He sounded like Gordon Brown at his best, taking decisive and dramatic action to meet the challenge of the financial crash. His approach was inclusive, consulting the Trades Union Congress as well as employers. Presumably, John McDonnell, the shadow chancellor, didn’t want to be consulted, and went on TV within minutes to complain that Sunak hadn’t gone far enough or fast enough.

This partisanship was in contrast with the reaction of Frances O’Grady, the TUC general secretary, who praised Sunak for showing “real leadership”. Even Len McCluskey, McDonnell’s co-ideologue, said the chancellor had “done the right thing”.

While it is true that Sunak is coming under pressure, even from his own MPs, over the relative paucity of help for the self-employed, and will probably act on that next week, I think McDonnell has judged the public mood wrongly, and O’Grady and McCluskey have got it right.

This isn’t just about sounding good and engaging in bipartisan reasonableness, though. The measures themselves seem the right ones, and Sunak seems to know what he is doing; the policy detail is the work of heroic Treasury officials, but it helps to have a political leader who understands it.

When Sunak was promoted in February, there was a lot of talk about how he would be a mere pawn of Dominic Cummings and the prime minister, but that was never likely. The Treasury is a powerful department that cannot be run from No 10, and in a crisis, it becomes more powerful still – whoever the chancellor’s political advisers are.

What was most striking about Friday’s news conference, though, was Sunak’s final paragraph, in which he seemed to find the words that the prime minister could not: “We want to look back on this time and remember how we thought first of others and acted with decency,” he said.

There is a divisiveness about Johnson that he cannot overcome. Even if he had matched the stature of his hero Winston Churchill in the past few days, a large part of public opinion would not have given him any credit. Hard Remainers will never forgive him for Brexit, and see him through that prism. Opinion polls this week suggesting that more of the public approve of his handling of the crisis than disapprove have been hailed by his equally partisan supporters as evidence that his critics have misjudged the national mood.

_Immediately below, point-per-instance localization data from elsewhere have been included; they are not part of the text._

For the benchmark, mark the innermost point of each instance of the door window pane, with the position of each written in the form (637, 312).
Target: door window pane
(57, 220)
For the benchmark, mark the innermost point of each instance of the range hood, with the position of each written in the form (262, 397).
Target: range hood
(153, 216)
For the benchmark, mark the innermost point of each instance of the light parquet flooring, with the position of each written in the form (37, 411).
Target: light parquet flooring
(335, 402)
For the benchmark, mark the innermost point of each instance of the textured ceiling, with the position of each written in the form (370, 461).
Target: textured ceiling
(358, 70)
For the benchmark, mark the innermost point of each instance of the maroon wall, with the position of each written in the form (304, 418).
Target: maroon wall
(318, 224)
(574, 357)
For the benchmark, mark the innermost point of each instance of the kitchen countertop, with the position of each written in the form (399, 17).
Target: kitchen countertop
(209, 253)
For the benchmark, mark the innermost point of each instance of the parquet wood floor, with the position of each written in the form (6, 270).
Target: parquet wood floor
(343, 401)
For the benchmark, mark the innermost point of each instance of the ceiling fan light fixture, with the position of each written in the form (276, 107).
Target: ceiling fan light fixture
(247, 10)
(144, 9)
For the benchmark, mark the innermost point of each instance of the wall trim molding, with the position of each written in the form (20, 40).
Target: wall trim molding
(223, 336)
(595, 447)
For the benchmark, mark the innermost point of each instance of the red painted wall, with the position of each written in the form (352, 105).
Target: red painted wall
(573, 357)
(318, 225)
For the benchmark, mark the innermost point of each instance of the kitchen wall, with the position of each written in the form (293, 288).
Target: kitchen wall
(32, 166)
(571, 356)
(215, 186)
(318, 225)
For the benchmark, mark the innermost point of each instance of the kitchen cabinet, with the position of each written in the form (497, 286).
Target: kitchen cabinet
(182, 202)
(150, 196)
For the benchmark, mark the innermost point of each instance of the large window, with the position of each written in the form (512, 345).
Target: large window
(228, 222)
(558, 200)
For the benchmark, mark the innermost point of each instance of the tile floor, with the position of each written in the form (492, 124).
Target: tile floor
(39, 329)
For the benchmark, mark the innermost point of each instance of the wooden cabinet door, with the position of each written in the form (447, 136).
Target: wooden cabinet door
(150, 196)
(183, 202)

There is some truth in that, but Johnson is no Churchill. I have recently been looking through the earliest opinion polling in Great Britain, which started with Gallup in 1937. The figures for Churchill during the war are extraordinary. Gallup asked this question often: “In general, do you approve or disapprove of Mr Churchill as prime minister?” The figures for “approve” were between 82 and 93 per cent.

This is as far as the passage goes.